Sorry for the cluelessness...


----------



## wblock@ (Apr 14, 2014)

noodlefling said:
			
		

> I am really not understanding how to upgrade to the new port (package?) management system.  I am missing something fundamental about the new structure.  I've done a fair amount of reading, and it all makes sense in context, but most articles are not comparative, so I'm missing the boat somewhere.
> 
> In the old system I'd do a
> 
> ...



The same as before.  pkg is a new package database.  It does not mean you have to use binary packages.



> So...what's the trick?  I installed pkg, added WITH_PKGNG=yes to /etc/make.conf, ran `pkg2ng`...a few times actually, but the last time it seemed to be pretty happy.



`pkg2ng` should only be run once to import the old package database.



> I can go into the port directory and do a successful `make install`, but will that keep the database happy?



Yes.  Try it: `pkg info`.



> Is what I'm doing supposed to Just Work?  What's the analog for `portupgrade [i]portname[/i]` supposed to be?



Installing ports is exactly the same.  Only the package database has changed.


----------



## noodlefling (Apr 14, 2014)

wblock@ said:
			
		

> Installing ports is exactly the same.  Only the package database has changed.



OOOoooooooh.  So all I have to do is install pkg, do a `pkg2ng`, change make.conf and I can keep using portupgrade?

That would be awesome, and leave my mind unblown and happily living in the comfort of the old system.

Why didn't any of the docs I read explain all that to me?

Sorry to bother you all with such a simple question, then.

Carry on, and thanks a million!

EDIT: As an aside, I suppose I do care why what I was trying to do wasn't working...a little bit.


----------



## wblock@ (Apr 14, 2014)

noodlefling said:
			
		

> wblock@ said:
> 
> 
> 
> ...



Yes.



> That would be awesome, and leave my mind unblown and happily living in the comfort of the old system.
> 
> Why didn't any of the docs I read explain all that to me?



That's a good question.  Partly it's because how ports and packages interact has never been made very clear to most users.



> EDIT: As an aside, I suppose I do care why what I was trying to do wasn't working...a little bit.

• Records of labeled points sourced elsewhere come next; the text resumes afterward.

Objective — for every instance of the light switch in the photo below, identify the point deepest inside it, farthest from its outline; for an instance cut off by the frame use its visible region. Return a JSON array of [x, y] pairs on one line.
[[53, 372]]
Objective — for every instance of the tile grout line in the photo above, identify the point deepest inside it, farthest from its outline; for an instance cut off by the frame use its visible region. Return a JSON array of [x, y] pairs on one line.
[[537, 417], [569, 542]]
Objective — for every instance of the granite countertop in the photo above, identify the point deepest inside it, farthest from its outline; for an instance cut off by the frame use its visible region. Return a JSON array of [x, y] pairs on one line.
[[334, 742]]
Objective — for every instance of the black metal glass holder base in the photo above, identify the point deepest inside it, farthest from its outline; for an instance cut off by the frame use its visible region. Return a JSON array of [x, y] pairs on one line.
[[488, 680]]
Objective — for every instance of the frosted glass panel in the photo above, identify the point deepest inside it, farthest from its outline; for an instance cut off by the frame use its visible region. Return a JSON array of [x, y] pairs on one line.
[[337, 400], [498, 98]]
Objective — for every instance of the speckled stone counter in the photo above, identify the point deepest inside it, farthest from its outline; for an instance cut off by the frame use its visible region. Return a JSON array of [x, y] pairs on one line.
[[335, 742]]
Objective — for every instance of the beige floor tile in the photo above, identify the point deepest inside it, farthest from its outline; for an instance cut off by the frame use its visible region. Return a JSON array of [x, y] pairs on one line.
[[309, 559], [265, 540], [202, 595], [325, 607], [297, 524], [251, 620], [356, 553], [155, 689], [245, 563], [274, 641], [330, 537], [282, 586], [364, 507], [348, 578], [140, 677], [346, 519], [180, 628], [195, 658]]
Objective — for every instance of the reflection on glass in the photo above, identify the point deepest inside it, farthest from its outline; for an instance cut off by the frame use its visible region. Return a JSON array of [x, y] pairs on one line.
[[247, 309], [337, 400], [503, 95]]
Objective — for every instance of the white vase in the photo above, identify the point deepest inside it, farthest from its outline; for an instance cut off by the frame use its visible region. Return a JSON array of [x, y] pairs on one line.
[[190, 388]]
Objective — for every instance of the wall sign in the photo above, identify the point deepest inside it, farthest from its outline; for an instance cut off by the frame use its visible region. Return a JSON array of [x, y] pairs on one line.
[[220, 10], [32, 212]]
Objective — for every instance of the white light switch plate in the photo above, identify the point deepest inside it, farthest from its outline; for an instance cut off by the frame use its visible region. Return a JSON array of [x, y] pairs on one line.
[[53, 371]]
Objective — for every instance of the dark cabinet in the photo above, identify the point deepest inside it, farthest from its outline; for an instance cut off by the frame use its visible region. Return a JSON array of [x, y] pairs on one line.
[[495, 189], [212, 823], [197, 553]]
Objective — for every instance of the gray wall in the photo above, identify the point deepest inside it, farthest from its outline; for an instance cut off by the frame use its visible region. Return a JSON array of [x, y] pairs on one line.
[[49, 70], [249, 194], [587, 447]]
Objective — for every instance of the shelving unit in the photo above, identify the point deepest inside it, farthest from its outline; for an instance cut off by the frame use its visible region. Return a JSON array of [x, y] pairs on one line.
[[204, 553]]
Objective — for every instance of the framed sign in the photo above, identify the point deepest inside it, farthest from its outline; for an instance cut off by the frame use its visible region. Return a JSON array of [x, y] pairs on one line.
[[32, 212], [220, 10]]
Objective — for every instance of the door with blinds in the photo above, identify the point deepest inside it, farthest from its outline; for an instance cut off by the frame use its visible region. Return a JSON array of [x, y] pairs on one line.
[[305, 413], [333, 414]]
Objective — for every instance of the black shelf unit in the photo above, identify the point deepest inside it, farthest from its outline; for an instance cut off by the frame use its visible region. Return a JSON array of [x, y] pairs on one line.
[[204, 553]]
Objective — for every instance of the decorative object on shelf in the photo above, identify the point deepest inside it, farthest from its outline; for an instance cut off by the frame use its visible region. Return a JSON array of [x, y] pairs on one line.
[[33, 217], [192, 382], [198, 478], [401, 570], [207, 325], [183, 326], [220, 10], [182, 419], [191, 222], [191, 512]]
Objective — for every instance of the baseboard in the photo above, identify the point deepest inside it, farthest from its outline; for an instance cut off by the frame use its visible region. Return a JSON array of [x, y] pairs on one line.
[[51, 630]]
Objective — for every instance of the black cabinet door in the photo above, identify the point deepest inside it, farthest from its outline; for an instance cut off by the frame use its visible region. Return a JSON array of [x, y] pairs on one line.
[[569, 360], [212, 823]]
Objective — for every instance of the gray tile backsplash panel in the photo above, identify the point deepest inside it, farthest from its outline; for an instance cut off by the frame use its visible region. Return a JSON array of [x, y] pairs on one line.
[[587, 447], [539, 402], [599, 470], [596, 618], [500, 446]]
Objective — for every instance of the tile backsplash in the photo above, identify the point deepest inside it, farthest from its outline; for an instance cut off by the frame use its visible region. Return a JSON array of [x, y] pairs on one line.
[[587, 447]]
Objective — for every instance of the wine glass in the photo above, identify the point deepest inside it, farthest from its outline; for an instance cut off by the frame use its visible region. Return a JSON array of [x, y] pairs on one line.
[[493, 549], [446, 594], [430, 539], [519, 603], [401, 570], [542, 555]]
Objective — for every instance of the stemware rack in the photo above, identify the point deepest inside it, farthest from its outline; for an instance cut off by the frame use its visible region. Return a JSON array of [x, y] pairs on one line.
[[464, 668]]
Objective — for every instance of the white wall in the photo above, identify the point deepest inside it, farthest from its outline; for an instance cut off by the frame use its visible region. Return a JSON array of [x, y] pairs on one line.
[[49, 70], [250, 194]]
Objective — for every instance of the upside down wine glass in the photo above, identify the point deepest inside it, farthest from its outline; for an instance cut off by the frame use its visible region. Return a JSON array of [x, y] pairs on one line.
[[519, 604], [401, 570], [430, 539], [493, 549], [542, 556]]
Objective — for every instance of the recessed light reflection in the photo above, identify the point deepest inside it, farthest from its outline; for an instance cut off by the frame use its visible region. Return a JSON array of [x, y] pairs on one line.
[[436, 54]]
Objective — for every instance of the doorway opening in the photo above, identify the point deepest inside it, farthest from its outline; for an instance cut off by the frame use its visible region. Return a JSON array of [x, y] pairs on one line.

`pkg install` tries to download a binary package from the remote repository and install it.  For whatever reason, that package was not present in the repository.  `pkg add` tries to add a package from a file, which was not present in the current directory.


----------



## noodlefling (Apr 14, 2014)

wblock@ said:
			
		

> `pkg install` tries to download a binary package from the remote repository and install it.  For whatever reason, that package was not present in the repository.  `pkg add` tries to add a package from a file, which was not present in the current directory.



OK, that does make sense, at least generally speaking.  Both my system and my brain are not tweaked to deal with packages.  I'm used to just doing a `portupgrade` and having whatever is necessary magically pulled down from the ether, but I must have configured that once many moons ago, and then completely forgotten about it.  Presumably if I'd encountered FreeBSD for the first time today and decided to go with packages, I'd get it set up properly once and forget all about it... until the day ports are the New Thing and everyone is encouraged to switch back.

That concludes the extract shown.